Defense against the psychometricians

This paper analyzes the theoretical, pragmatic, and substantive factors that have hampered the integration between psychology and psychometrics. Theoretical factors include the operationalist mode of thinking which is common throughout psychology, the dominance of classical test theory, and the use of “construct validity” as a catch-all category for a range of challenging psychometric problems. Pragmatic factors include the lack of interest in mathematically precise thinking in psychology, inadequate representation of psychometric modeling in major statistics programs, and insufficient mathematical training in the psychological curriculum. Substantive factors relate to the absence of psychological theories that are sufficiently strong to motivate the structure of psychometric models. Following the identification of these problems, a number of promising recent developments are discussed, and suggestions are made to further the integration of psychology and psychometrics.

The article is a highly entertaining attack on mainstream psychology methods by what one might call the method enthusiasts. I should say that I too like fancy methods, but I try to constrain myself to when they also make a practical difference (my coauthors constantly try to persuade me to use simpler methods so reviewers won’t fret too much).

Thus, even though psychometric modeling has seen rapid and substantial developments in the past century, psychometrics, as a discipline, has not succeeded in penetrating mainstream psychological testing to an appreciable degree. This is striking. Measurement problems abound in psychology, as is evident from the literature on validity (; ; ), and it would seem that the formalization of psychological theory in psychometric models offers great potential in elucidating, if not actually solving, such problems. Yet, in this regard, the potential of psychometrics has hardly been realized. In fact, the psychometric routines commonly followed by psychologists working in 2006 do not differ all that much from those of the previous generations. These consist mainly of computing internal consistency coefficients, executing principal components analyses, and eyeballing correlation matrices. As such, contemporary test analysis bears an uncanny resemblance to the psychometric state of the art as it existed in the 1950s.

I think the answers are quite simple: 1) simple classical test theory psychometrics works well enough in practice; IRT methods add little validity, and test bias is rarely important, and when it is, it’s rather obvious (non-native language users), 2) psychologists don’t like math and usually can’t code, so the fancier methods are not accessible to them and they have little interest in them. Ordinarily psychologists are interested in people, not things. Psychometrics is for autistic psychologists.

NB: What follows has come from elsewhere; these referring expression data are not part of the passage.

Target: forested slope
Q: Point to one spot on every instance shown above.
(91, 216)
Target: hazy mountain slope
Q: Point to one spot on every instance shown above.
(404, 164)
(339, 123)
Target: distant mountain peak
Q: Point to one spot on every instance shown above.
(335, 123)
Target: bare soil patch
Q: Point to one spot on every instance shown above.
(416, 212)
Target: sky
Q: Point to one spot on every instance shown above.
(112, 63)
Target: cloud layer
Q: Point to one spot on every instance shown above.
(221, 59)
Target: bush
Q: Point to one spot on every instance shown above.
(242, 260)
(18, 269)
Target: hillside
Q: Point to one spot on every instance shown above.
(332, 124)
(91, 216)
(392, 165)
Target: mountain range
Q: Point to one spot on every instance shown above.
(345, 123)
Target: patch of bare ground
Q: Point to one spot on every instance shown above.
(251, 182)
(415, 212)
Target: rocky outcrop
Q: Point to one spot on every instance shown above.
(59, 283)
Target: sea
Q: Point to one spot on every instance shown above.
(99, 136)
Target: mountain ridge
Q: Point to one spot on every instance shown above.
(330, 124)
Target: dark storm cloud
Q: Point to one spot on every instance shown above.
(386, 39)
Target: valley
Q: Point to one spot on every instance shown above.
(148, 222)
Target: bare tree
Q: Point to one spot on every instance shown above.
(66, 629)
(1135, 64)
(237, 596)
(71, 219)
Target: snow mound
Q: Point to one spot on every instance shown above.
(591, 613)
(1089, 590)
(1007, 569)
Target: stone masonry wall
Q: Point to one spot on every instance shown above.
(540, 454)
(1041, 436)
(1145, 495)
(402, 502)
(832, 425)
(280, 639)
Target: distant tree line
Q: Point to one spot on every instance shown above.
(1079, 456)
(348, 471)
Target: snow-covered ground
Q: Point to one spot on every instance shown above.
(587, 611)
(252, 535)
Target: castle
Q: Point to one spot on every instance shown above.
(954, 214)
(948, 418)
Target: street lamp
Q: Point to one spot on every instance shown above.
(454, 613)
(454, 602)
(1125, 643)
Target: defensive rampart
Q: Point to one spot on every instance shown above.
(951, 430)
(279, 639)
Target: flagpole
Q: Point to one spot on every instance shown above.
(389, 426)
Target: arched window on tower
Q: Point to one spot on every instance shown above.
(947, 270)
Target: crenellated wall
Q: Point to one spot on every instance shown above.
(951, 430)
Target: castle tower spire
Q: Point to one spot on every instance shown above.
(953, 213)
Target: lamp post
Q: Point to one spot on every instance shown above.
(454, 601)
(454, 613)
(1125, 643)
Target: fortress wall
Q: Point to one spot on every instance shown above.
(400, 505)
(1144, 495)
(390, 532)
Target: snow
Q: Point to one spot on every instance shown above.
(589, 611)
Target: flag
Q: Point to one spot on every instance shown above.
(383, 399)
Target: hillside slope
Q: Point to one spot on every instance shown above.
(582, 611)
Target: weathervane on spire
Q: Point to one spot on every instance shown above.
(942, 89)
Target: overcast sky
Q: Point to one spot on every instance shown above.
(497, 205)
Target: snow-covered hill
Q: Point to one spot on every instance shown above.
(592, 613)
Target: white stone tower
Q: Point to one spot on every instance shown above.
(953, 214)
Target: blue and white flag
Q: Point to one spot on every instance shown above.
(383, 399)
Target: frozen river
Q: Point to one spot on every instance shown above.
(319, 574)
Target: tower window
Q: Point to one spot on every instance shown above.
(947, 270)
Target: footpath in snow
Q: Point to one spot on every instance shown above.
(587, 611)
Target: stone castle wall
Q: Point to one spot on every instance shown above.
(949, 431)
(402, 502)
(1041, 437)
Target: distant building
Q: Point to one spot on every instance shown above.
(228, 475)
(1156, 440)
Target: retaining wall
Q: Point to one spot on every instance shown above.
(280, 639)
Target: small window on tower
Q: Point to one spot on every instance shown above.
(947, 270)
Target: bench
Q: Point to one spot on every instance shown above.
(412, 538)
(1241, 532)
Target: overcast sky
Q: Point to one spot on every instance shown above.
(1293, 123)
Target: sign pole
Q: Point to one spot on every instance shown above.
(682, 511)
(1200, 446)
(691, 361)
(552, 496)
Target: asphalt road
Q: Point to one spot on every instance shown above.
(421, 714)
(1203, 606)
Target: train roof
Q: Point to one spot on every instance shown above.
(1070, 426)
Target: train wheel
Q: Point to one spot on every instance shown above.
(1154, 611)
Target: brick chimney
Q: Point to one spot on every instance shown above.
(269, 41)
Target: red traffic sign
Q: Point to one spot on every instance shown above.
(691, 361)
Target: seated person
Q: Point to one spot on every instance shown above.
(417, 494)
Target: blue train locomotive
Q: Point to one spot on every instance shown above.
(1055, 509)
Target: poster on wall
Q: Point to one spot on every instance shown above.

Many investigations into the structure of individual differences theorize in terms of latent variables, but rely on Principal Components Analyses (PCA) when it comes to the analysis of empirical data. However, the extraction of a principal components structure, by itself, will not ordinarily shed much light on the correspondence with a putative latent variable structure. The reason is that PCA is not a latent variable model but a data reduction technique (e.g., ). This is no problem as long as one does not go beyond the obvious interpretation of a principal component, which is that it is a conveniently weighted sumscore. Unfortunately, however, this is not the preferred interpretation among the enthusiastic users of principal components analysis.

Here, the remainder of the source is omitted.